There could have been a good case not to include it back in 2007, but once it has been included, excluding it would break stuff.

BlueTemplar · on Sept 19, 2022

And updating it rather than adding a new, correct one, might make the current uses confusing ?

Speaking of which, do we have any similar hexagonal symbol ?

reaperducer · on Sept 19, 2022

One historical use in the 1400s doesn't merit a character and never did

One known and surviving use.
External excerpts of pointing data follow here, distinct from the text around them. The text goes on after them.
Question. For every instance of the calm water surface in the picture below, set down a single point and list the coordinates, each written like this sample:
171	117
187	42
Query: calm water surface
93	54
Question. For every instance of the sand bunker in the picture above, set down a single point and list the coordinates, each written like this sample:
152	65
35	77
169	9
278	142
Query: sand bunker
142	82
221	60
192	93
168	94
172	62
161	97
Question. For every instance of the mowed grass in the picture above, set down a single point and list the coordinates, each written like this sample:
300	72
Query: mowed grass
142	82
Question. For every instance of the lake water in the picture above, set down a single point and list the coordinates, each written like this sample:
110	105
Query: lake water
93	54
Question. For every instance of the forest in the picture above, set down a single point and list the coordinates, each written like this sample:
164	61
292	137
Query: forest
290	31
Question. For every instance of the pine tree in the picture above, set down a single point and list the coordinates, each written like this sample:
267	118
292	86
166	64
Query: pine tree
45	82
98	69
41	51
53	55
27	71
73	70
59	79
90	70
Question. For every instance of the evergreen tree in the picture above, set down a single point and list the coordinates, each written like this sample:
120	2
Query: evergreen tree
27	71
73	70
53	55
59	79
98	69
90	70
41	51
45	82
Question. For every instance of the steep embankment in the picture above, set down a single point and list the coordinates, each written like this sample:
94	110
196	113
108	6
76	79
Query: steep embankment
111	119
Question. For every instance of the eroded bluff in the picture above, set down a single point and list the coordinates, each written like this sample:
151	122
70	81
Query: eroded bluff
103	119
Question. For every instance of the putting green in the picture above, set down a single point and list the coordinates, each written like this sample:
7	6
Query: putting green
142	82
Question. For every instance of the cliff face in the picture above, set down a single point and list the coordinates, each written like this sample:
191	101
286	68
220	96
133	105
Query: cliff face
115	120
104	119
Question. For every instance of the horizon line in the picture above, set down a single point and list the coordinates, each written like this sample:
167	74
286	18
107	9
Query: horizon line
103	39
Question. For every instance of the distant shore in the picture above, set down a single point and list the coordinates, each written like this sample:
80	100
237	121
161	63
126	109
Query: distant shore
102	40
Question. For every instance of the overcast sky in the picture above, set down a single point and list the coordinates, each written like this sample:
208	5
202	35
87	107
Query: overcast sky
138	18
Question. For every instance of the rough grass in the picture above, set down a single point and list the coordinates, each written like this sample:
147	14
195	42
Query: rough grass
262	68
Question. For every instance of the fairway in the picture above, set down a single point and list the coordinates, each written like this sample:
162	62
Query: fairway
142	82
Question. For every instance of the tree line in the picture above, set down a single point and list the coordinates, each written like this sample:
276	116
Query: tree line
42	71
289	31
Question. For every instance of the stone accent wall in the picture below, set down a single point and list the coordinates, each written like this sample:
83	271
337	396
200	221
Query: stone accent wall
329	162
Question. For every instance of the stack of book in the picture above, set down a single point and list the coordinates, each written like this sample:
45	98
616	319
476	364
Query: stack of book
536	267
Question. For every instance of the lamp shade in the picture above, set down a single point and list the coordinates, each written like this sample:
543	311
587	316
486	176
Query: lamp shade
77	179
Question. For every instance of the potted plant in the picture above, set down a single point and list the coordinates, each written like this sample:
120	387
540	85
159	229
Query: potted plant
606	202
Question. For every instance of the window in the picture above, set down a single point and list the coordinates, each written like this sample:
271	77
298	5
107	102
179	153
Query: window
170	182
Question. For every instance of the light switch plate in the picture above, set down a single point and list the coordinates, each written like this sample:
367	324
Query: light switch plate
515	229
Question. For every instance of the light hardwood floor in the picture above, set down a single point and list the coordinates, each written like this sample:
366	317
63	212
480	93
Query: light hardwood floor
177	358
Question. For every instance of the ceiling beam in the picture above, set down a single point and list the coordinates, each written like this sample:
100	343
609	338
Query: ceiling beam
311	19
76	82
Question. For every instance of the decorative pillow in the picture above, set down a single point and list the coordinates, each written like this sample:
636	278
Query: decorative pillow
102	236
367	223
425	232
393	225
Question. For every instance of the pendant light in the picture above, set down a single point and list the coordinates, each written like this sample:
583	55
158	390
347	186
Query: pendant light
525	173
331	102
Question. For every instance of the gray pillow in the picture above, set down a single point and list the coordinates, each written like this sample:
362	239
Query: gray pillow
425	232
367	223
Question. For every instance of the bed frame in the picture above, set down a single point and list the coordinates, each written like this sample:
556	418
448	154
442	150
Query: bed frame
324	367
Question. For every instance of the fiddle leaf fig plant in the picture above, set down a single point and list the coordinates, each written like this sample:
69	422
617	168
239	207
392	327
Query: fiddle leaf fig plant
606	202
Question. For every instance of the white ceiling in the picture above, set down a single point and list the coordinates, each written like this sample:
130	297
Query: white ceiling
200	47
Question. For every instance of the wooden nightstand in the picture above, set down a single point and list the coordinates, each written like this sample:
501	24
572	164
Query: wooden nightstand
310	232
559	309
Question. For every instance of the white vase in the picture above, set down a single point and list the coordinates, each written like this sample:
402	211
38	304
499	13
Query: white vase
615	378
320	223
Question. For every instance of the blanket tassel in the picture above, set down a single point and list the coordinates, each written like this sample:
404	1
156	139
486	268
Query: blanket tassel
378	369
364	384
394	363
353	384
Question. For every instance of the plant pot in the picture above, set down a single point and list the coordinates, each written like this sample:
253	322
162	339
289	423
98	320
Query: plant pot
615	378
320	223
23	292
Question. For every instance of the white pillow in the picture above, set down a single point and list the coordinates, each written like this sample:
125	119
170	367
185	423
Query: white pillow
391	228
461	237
It is possible that it exists in other places, since the vast majority of the planet's written work has not been digitized. It may also have been used other places that have not survived.

Just because it's not important to you does not mean it is not important.

The fact that is survived for 600 years makes it interesting and worth saving. It is infinitely unlikely that anything you do, write, or say will last that long.

koboll · on Sept 19, 2022

Sure it's possible, but there should be a higher bar than "it's possible it's used more than once" for meriting inclusion in the standard keyboard of billions of devices worldwide.

tsimionescu · on Sept 19, 2022

The thing is, looking at the page, there are many other characters that were not added - the large red С-looking characters, for example. But for some "bizarre" reason, those were not included in Unicode...

Of course, the simple answer is that Unicode actually includes any character that someone cares enough to ask to be added, with rare exceptions.

bhaney · on Sept 19, 2022

> It is infinitely unlikely that anything you do, write, or say will last that long

Ouch

bawolff · on Sept 19, 2022

There are characters in unicode with 0 usages that we dont even know where they came from. E.g. 彁

lifthrasiir · on Sept 19, 2022

While the origin of 彁 will never be certain, there is a good chance that it came from a misinterpretation of 彊 [1]. Why is this not an accepted theory though? Because it is still possible that 彁 did appear in some reference source from the standardization, and neither that source or a source where 彊 does look like 彁 was found.

[1] http://www.asahi.com/special/kotoba/archive2015/moji/2011082...

runarberg · on Sept 19, 2022

idk. when the word Planet was redefined such that Pluto was no longer a planet, it kind of ruined the word Planet. It suddenly wasn’t nearly as useful as a word as it used to (even though now it has a precise meaning). For most people that use the word, it won’t matter (and is actually rather exciting) that they keep discovering new planets in our solar system.

If they’d treat the word characters the same way, it would only serve to confuse and do no favors to the remaining glyphs.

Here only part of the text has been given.